While Tesla Motors Inc (NASDAQ:TSLA) and Netflix, Inc. (NASDAQ:NFLX) are often in the headlines, both are learning what it is like to be on a losing streak. While one analyst remains cautious on the stock in light of its controversial move to acquire Solar City, another analyst is bullish on Netflix amid stock weakness, pointing to a promising entry point.
Tesla Motors Inc
Tesla is still captivating the headlines with its recent announcement that it will be acquiring Solar City, leaving many investors nervous that a marriage between Elon Musk’s companies is not the best idea. Oppenheimer analyst Colin Rusch weighs in on Tesla as it moves to become a single company with Solar City.
Rusch explains that investors have several questions on what the combined company will look like, specifically from an “operational, governance, and finance perspective.” Though he believes that a successful integration is possible, he notes that it is “challenging and fraught with financing risks,” especially during this period of “higher capital market uncertainty as the finance industry digests the Brexit vote.”
The companies will need significant amounts of capital to successfully complete the merger. The analyst explains, “We believe a combined entity will face cash needs in four key areas: stationary power capex (primarily solar), auto capex, working capital, and operating lease obligations.” Rusch believes Tesla will expand its “ABL capacity to meet cash needs” while Solar City will rely on “a mix of securitization, tax equity sales, and outright system sales plus corporate debt.” Again, the analyst comments that this strategy is difficult, but achievable. At the end of the day, he foresees a total of $400 million in synergies through 2018, and well over $1 billion in synergies by 2020.

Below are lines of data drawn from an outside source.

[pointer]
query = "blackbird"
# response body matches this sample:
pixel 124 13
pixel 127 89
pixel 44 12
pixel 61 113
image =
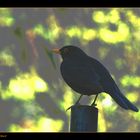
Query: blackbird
pixel 88 76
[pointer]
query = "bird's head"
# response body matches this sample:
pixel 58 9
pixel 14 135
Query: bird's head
pixel 69 52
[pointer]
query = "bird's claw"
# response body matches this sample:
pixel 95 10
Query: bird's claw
pixel 68 108
pixel 72 106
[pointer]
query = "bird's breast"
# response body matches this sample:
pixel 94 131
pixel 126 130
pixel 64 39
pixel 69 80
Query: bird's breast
pixel 80 78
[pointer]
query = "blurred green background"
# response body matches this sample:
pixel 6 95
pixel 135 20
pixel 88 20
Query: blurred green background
pixel 33 95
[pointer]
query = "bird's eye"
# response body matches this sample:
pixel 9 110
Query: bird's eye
pixel 66 50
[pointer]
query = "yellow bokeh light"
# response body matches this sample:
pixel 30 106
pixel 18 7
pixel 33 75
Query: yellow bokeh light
pixel 89 34
pixel 99 17
pixel 24 86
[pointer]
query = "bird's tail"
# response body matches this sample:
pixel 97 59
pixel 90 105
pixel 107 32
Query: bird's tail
pixel 122 100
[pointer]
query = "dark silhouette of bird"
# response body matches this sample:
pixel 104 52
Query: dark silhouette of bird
pixel 88 76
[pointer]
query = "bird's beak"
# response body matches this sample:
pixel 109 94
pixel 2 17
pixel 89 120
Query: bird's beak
pixel 56 50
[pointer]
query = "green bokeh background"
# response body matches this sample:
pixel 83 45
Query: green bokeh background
pixel 33 95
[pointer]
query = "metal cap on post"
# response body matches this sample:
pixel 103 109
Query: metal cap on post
pixel 84 118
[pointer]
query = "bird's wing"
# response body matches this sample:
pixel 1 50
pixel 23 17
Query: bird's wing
pixel 83 78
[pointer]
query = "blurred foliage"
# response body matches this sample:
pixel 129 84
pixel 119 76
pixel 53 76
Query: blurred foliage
pixel 33 95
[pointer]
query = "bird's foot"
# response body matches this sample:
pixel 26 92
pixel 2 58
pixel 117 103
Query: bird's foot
pixel 72 106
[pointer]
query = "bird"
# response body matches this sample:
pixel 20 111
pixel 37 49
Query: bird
pixel 87 76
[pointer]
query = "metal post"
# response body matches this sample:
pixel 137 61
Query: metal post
pixel 84 118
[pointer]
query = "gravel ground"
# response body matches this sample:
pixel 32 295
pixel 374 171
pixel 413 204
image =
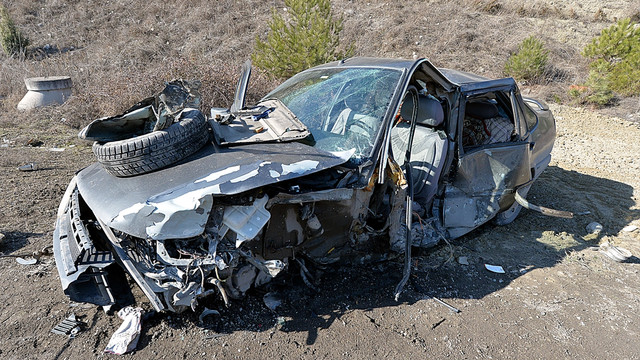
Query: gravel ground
pixel 557 299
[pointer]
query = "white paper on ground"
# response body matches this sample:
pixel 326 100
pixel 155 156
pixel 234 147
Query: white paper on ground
pixel 494 268
pixel 126 337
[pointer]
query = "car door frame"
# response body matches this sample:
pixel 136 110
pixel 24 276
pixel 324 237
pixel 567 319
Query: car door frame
pixel 486 177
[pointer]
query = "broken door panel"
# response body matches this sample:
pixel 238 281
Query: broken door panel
pixel 484 185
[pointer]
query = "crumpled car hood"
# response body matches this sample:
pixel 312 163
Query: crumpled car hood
pixel 176 202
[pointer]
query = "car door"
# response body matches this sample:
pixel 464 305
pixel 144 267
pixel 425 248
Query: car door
pixel 493 161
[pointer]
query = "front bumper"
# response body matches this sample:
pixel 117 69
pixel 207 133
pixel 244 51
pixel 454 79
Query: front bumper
pixel 81 265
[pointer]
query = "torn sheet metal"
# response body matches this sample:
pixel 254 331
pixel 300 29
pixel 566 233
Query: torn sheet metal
pixel 145 207
pixel 274 123
pixel 485 184
pixel 151 114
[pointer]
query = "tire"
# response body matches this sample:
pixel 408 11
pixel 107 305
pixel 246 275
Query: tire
pixel 155 150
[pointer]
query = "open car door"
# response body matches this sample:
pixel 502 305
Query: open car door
pixel 488 172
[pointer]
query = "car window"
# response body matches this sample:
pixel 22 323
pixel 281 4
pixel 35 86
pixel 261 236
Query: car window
pixel 488 119
pixel 342 107
pixel 530 116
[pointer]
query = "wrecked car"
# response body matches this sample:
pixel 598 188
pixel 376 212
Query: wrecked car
pixel 356 160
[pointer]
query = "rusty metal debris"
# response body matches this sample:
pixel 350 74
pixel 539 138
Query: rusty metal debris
pixel 70 326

Rusch does not anticipate a shareholder vote to occur before Labor Day. He adds, “We believe this delay could complicate SCTY’s ability to refinance assets which could impact its current deployment schedule.” Once a firm offer is announced, he will listen for more detail on the acquisition.
With so much of the acquisition hanging in the air, Rusch maintains a Perform rating on Tesla and does not provide a price target.

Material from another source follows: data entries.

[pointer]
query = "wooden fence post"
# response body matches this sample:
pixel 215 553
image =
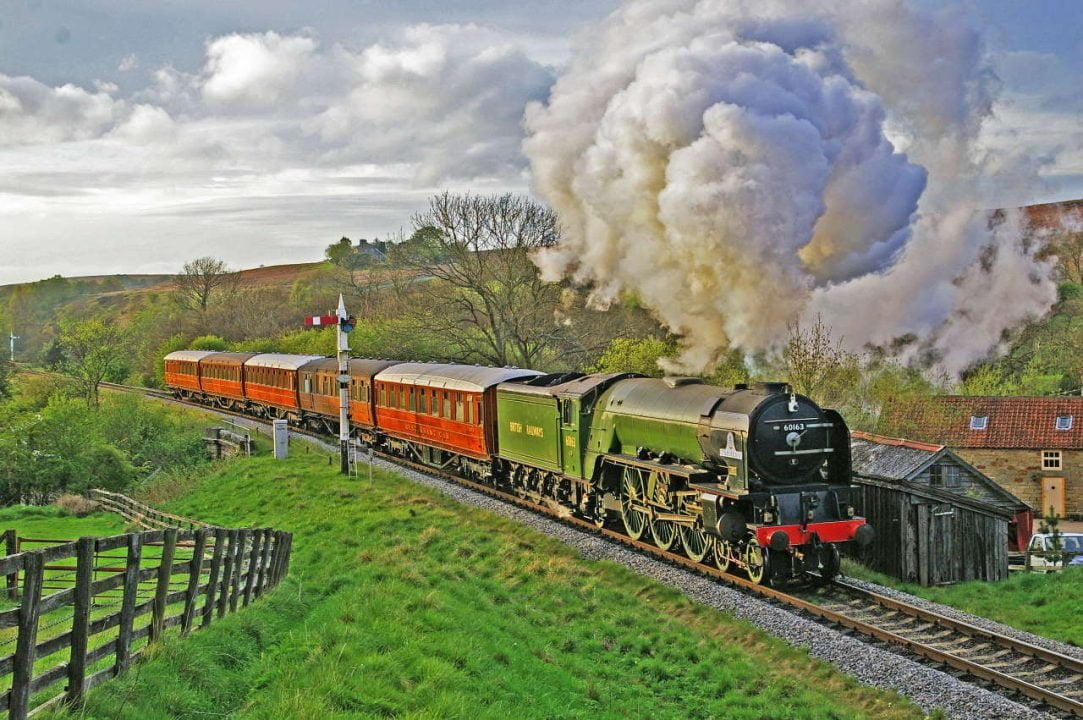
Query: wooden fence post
pixel 253 563
pixel 165 572
pixel 216 567
pixel 26 644
pixel 128 604
pixel 238 567
pixel 194 571
pixel 231 551
pixel 80 619
pixel 11 547
pixel 261 578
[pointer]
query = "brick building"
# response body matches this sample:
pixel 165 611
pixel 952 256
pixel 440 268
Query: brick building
pixel 1030 446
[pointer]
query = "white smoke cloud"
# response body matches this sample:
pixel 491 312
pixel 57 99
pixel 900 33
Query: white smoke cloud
pixel 736 171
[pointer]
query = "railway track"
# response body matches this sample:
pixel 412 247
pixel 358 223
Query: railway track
pixel 997 660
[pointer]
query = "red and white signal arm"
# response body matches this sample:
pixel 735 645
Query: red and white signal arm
pixel 321 321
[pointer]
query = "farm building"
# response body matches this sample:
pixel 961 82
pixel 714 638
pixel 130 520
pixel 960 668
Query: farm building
pixel 937 519
pixel 1030 446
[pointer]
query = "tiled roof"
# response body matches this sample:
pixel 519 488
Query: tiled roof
pixel 1010 422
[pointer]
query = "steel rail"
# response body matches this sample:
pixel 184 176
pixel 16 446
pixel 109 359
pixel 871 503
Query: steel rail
pixel 870 629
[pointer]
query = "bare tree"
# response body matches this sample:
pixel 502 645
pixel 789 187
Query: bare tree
pixel 481 289
pixel 200 280
pixel 819 366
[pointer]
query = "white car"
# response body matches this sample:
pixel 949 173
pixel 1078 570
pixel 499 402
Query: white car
pixel 1040 552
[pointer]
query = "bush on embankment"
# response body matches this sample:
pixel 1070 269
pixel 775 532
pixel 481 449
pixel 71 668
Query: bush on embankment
pixel 53 444
pixel 403 603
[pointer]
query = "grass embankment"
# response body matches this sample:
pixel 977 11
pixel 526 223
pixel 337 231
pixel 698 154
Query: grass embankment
pixel 403 603
pixel 52 523
pixel 1045 604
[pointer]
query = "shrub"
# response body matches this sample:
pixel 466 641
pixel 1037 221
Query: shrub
pixel 77 505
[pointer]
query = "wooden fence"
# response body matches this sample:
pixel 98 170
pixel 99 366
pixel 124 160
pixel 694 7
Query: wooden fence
pixel 141 514
pixel 79 607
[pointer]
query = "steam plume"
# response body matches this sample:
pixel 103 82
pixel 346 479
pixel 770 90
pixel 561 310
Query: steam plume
pixel 740 169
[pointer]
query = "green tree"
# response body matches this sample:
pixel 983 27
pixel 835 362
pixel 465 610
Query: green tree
pixel 208 342
pixel 95 351
pixel 636 355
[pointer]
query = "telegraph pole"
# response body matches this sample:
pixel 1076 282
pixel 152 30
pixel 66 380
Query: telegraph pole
pixel 344 323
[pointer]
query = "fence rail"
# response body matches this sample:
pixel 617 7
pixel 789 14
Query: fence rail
pixel 142 514
pixel 114 596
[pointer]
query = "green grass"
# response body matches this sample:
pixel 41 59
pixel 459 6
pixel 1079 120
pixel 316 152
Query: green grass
pixel 50 522
pixel 402 603
pixel 1046 604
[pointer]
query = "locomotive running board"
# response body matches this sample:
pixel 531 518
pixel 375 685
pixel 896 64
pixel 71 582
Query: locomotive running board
pixel 689 472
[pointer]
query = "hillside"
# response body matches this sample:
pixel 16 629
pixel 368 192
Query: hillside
pixel 401 604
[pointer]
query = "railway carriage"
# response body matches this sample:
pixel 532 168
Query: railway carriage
pixel 320 394
pixel 182 371
pixel 753 478
pixel 442 415
pixel 271 384
pixel 221 379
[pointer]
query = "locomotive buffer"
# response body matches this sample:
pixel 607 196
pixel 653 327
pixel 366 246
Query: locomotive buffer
pixel 344 323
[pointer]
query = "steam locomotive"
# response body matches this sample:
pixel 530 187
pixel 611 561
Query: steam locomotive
pixel 752 478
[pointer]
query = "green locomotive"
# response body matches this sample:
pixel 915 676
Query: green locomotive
pixel 756 478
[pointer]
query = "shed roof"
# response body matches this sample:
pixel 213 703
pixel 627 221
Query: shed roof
pixel 897 460
pixel 281 362
pixel 892 458
pixel 469 378
pixel 190 355
pixel 1010 422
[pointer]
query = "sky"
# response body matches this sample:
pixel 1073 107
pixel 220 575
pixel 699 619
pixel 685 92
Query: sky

According to TipRanks, 41% of analysts covering Tesla are bullish, 36% neutral, and 23% are bearish. The average 12-month price target for the stock is $267.26, marking a 27% potential upside from where shares last closed.
Netflix is down 20% year-to-date due to concerns surrounding subscriber levels, both domestically and internationally. Pacific Crest analyst Andy Hargreaves sees recent Netflix weakness and a good buying opportunity, noting that subscriber growth concerns are overblown.
Hargreaves addresses subscriber concerns, explaining, “Netflix’s aggressive shift to full global distribution has fueled uncertainty that is currently heightened by concerns about Q2 domestic subs and full-year international subs.” However, he explains these concerns are overblown because he has “seen nothing to suggest a material change in the pace of domestic sub growth, and… international sub growth will reaccelerate in Q3 following a Q2 that is likely impacted by seasonality and elevated churn following the global launch in Q1.”
The analyst comments that the estimate for 13 million new subscribers in 2016 is conservative as it “assumes the lowest level of incremental adoption on record in targeted markets” launched before 2016. While Netflix shares experience weakness as it continues to expand internationally, Hargreaves is confident that a “solid execution around the shift to full global distribution could drive NFLX significantly higher.”
Hargreaves reiterates an Overweight rating on Netflix with a $130 price target, marking a 42% upside from where shares last closed.
According to TipRanks, 64% of analysts covering Netflix are bullish, 28% are neutral, and 7% are bearish. The average 12-month price target between the analysts is $120.12, marking a 32% potential upside from where shares last closed.